I screamed, stumbled backwards, knocked over a pile of boxes, and fell over.
He stared down at me. "Oh, dear. I do hope I haven't startled you, 'little guy,'" he said, his smile broadening to reveal sharp teeth.
"What the...?" I hyperventilated, shut my eyes and opened them again, but the man was still there. "What in...?"
"Hell?" he supplied, his grin sharpening. His voice was smooth and low. Through my confusion, I noted that he wore what looked like a black silk shirt and vest, black dress slacks, and black shoes. "You wouldn't be able to pronounce my real name, so you may call me 'Ro.' I'm a daemon, and for the last forty-seven, miserable years, I served as your father's familiar. Now I should be free, but the old bastard gave me one last order before he died, and now I'm stuck here until I fulfill the damned thing."
It was a hallucination, I thought—some kind of psychotic break brought on by my stressful day.

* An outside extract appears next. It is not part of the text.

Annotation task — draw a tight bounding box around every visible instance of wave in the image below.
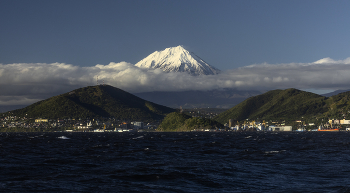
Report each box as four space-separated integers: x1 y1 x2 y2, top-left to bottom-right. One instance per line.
57 136 70 139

Might as well talk to it. "And what's that?" I asked, staring up at my frightening yet handsome delusion.
He crouched in front of me, frowning as his yellow eyes traveled my form. "Well, to find out who murdered him, of course," he murmured. "And to keep whoever it was from murdering you, too, now that you're his heir. I suppose you could say... you've inherited me."
"My dad wasn't murdered," I argued weakly. "He had a heart-attack. And you're not real."
His grin returned, and he reached out and grasped my hand, pulling me up with him as he stood. He felt very solid for a hallucination.
"I assure you, Ellie, I'm very real. Your father was a witch, and he was definitely murdered. You're a witch, too—even if you were born without talent."
I laughed, a little hysterically. "Right. And you're a 'daemon' named 'Ro.'"
His eyes blazed yellow, the pupils slit like a cat's.
"Yes. And we've met once before. Remember?"
He touched two fingers to my forehead and memory flooded my brain, unlocked from some deep recess: the little black cat that came and went, following my dad; and the time I'd entered his study and seen something impossible—a cat that became a man, that became a cat.
"Oh, shit," I said, and then—having reached my limit of shocking events for the day, and in keeping with my streak of awesomeness—I fainted.